Richard Serra engage un dialogue avec l'environnement : "Que le procédé technologique soit apparent dépersonnalise et démystifie l'art du sculpteur auparavant idéalisé et désormais exclu du royaume fictif du "maître". J'aimerais que tout le monde ait la possibilité de regarder l'œuvre. L'évidence du procédé devient alors partie du contenu. Il n'en constitue pas le contenu pour autant mais il est visible et accessible à quiconque est curieux de cet aspect de ma méthode de travail [...]. La question est alors de savoir comment elle modifie le site, et non l'image du créateur. (...) Mes œuvres ne décorent, n’illustrent ou ne dépeignent jamais un lieu. [...]
L'étude préliminaire prend en considération non seulement les caractéristiques formelles mais aussi sociales et politiques du lieu.
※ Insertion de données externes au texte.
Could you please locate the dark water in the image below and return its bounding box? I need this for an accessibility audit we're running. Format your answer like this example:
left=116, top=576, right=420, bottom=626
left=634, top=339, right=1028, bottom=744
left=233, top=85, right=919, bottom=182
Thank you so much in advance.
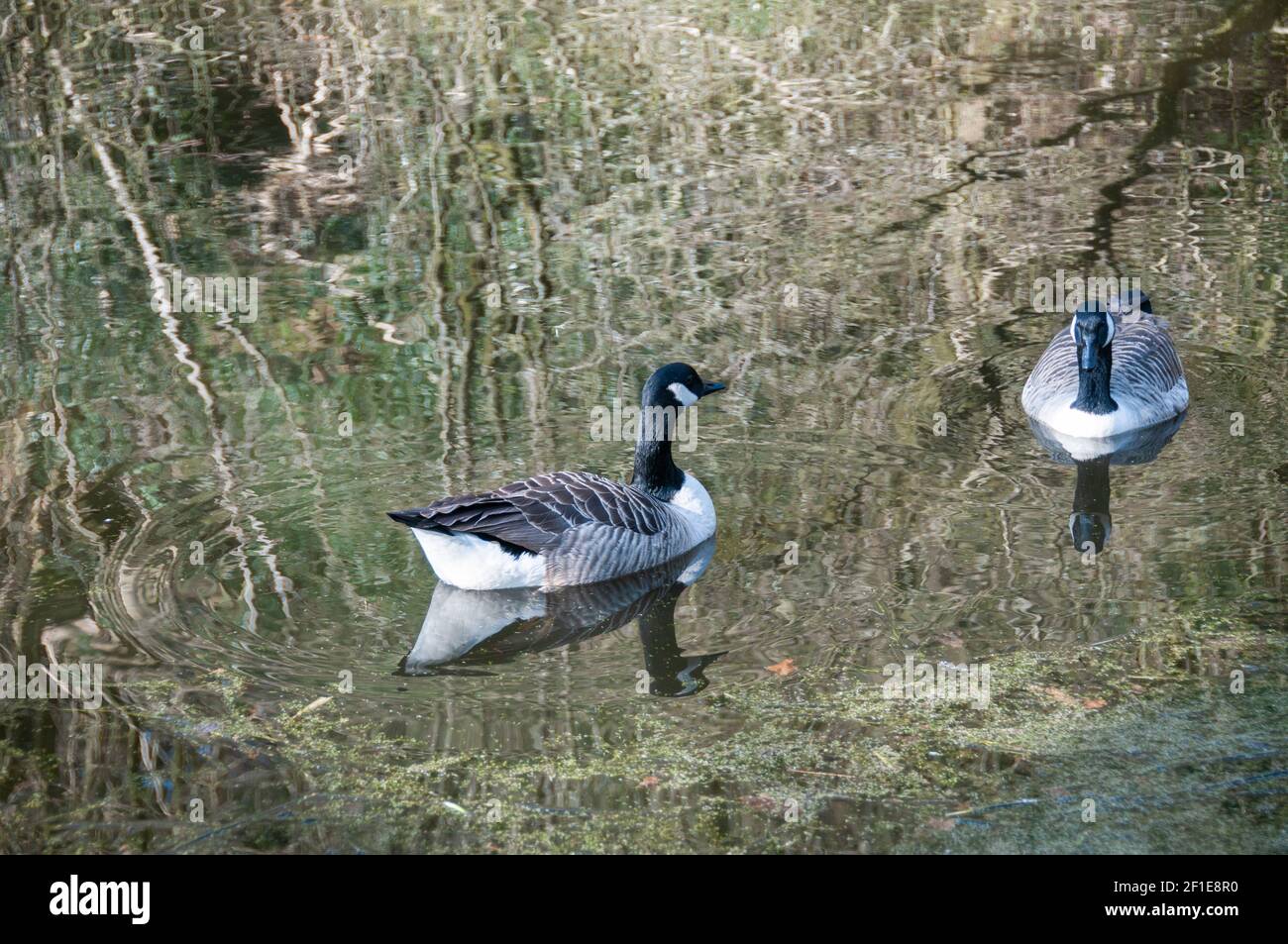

Ces œuvres constituent invariablement un jugement de valeur sur le contexte social et politique dont elles font partie. Construites sur l'interdépendance entre elles-mêmes et le site, elles interpellent le spectateur de façon critique sur le contenu et 'espace du site." (Conférence à l'université de Yale, in "Art en théorie", 1900-1990, pp. 1225-1226)
Agnes Denes introduit des paradoxes entre le lieu investi et les phénomènes naturels qu'elle met en œuvre. En 1982, elle réalise le projet Wheatfield - A Confrontation qui consiste à planter, entretenir et moissonner un champ de froment près du World Trade Center : "Wheatfield est né d'une idée toute simple. On pénètre dans la terre, on met son idée en germe et on la laisse croître, se développer et porter ses fruits. C'est la création et c'est la vie. C'est simple, et cependant on a tendance à oublier les processus fondamentaux. Ce qu'il y avait de différent à propos de ce champ de blé, c'est que la terre n'était pas un terreau fertile, mais celle d'une décharge pleine de tuyaux rouillés, de gros rochers, de pneus, de pardessus. Ce n'était pas de la terre d'agriculteur, mais plutôt le prolongement d'un centre ville avec ses embouteillages et ses parcelles de terre valant leur pesant d'or, où soufflaient de dangereux vents de travers. L'absurdité de ce projet, les risques que nous avons pris, toutes les dures épreuves que nous avons connues faisaient partie du concept fondamental. Aller au plus profond, voilà ce dont il s'agit dans l'art. ("Wheatfield-A Confrontation", Ithaca, New York, Herbert F. Johnson Museum of Art, Cornell University, 1992, p.118.)